When I was teaching conversation classes in France I invented a game designed to encourage students to speak more English to each other. Each player started with 12 paperclips, and they’d have to forfeit one each time another player caught them speaking a language other than English. The goal was to acquire as many paperclips as possible by catching out fellow players.

The response to the game was devastating. The students became so obsessed with accumulating paperclips that everything else – compassion, fun, openheartedness, wit – lost their value.

The ‘Paperclip Game’ is an illustration of how a closed, or ‘totalising’ social structure works – in such a structure, only certain defined terms are meaningful, and thus valuable.

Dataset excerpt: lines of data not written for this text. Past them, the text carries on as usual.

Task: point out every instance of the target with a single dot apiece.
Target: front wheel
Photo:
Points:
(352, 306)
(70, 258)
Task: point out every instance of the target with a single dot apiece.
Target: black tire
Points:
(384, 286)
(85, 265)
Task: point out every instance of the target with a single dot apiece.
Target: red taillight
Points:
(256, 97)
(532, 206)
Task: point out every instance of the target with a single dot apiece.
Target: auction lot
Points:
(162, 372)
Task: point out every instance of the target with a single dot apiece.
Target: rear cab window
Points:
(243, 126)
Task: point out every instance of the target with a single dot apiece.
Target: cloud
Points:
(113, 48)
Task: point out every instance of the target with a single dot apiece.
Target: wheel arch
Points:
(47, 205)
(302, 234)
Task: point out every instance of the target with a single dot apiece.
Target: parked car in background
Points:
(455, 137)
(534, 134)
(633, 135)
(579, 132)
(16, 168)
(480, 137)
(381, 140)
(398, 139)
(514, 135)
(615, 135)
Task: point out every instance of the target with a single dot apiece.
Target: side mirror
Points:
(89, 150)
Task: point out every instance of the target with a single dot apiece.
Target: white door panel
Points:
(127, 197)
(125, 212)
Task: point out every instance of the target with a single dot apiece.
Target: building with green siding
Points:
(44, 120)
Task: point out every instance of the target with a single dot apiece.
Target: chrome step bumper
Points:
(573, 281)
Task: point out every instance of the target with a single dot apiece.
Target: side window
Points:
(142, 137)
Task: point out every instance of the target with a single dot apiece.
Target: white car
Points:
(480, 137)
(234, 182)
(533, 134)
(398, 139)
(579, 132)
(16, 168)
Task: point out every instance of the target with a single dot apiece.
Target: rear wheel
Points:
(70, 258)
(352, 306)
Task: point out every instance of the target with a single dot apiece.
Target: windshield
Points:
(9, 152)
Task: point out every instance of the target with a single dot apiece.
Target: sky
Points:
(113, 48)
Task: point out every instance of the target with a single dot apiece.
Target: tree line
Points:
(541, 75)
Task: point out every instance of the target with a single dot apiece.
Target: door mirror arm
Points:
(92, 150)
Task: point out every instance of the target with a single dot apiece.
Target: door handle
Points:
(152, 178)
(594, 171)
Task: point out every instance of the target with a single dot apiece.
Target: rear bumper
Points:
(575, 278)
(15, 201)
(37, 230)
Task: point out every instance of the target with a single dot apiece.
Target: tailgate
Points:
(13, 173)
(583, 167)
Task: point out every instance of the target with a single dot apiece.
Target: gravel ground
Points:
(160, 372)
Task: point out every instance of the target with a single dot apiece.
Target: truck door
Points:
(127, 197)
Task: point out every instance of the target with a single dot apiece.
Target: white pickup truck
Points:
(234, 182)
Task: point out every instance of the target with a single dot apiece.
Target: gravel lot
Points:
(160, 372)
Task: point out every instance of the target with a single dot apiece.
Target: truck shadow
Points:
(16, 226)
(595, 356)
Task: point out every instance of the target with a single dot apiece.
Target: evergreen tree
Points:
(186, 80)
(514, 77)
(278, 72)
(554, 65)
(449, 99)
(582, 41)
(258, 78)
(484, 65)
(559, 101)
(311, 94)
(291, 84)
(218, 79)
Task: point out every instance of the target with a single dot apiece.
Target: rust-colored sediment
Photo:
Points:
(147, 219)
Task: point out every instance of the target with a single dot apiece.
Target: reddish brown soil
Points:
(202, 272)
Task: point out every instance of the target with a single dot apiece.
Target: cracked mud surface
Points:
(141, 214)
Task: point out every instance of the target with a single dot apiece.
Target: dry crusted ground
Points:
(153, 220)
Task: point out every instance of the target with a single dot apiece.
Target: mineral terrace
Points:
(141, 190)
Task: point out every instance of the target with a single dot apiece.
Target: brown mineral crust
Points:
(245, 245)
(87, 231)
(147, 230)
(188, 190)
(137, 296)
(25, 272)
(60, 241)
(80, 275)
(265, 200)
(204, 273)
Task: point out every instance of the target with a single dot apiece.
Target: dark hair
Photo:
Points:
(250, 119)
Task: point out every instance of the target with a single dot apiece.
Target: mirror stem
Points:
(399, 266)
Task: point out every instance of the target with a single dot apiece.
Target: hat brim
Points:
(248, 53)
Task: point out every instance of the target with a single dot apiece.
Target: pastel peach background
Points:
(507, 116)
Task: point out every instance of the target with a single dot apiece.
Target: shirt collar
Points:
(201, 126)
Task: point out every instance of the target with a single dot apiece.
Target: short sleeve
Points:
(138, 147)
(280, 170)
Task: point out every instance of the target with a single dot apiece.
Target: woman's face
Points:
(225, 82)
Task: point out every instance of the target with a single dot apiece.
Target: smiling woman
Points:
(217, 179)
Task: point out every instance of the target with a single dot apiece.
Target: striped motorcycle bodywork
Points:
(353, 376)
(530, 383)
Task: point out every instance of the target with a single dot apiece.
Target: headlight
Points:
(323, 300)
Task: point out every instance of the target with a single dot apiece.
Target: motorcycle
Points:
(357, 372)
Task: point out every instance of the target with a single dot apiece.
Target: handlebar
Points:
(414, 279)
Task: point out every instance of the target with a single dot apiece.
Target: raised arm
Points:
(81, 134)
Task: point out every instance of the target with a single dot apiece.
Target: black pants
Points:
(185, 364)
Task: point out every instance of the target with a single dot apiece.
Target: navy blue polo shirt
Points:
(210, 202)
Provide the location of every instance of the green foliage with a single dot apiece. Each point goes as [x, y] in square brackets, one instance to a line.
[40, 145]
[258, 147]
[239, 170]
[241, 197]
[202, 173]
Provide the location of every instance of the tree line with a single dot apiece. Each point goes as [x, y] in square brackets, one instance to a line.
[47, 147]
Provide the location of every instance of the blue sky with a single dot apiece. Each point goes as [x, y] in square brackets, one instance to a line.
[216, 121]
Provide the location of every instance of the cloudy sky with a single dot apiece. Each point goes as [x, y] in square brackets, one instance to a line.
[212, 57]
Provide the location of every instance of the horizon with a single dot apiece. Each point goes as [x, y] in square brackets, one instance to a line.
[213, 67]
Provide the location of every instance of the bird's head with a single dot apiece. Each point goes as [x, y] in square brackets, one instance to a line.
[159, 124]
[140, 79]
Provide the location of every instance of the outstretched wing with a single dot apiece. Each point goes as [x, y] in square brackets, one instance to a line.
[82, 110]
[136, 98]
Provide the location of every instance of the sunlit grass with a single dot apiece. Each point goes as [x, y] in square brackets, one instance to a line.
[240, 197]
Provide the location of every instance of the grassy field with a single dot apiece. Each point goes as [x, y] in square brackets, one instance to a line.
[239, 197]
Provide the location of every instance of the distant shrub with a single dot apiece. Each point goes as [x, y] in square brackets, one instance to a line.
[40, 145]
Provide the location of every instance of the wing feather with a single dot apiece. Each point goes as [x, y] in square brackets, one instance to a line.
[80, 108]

What, then, would an open system look like? French scholars Emmanual Levinas and Jacques Derrida offer some clues in their writings on the ethical importance of responsibility to the other. To accept responsibility for the other means to avoid the temptation to see the person before you in terms of the values and meanings determined by the social structure you’re operating within. If you’re playing the Paperclip Game (in whatever form the Paperclip Game is taking at a particular moment in your life), responsibility to the other might mean seeing your fellow players in terms of something other than how many paperclips they have.

Responsibility to the other means thinking beyond the Paperclip Game, thinking beyond recognisability, thinking beyond all of the structures that structure thought itself. We’re in the realm beyond thought now, says Levinas. ‘A thought that thinks more than it thinks,’ he writes in Philosophy and the Idea of Infinity, ‘is a desire’ (Levinas 1987, p. 56).

In a dialogue with Giovanna Borradori about the events of September 11, 2001, Derrida explains responsibility to the other in terms of hospitality:

Pure and unconditional hospitality, hospitality itself, opens or is in advance open to someone who is neither expected nor invited, to whomever arrives as an absolutely foreign visitor, as a new arrival, nonidentifiable and unforeseeable, in short, wholly other. I would call this a hospitality of visitation rather than invitation. (Derrida 2003, p. 128-9)

In this episode I explore the idea that responsibility to the other also means making space for those ideas one is not yet capable of imagining. Closed social structures put limits on thoughts, concepts, values. What would an open social structure look like, one where there is space to desire as-yet-unimaginable ideas and ways of living?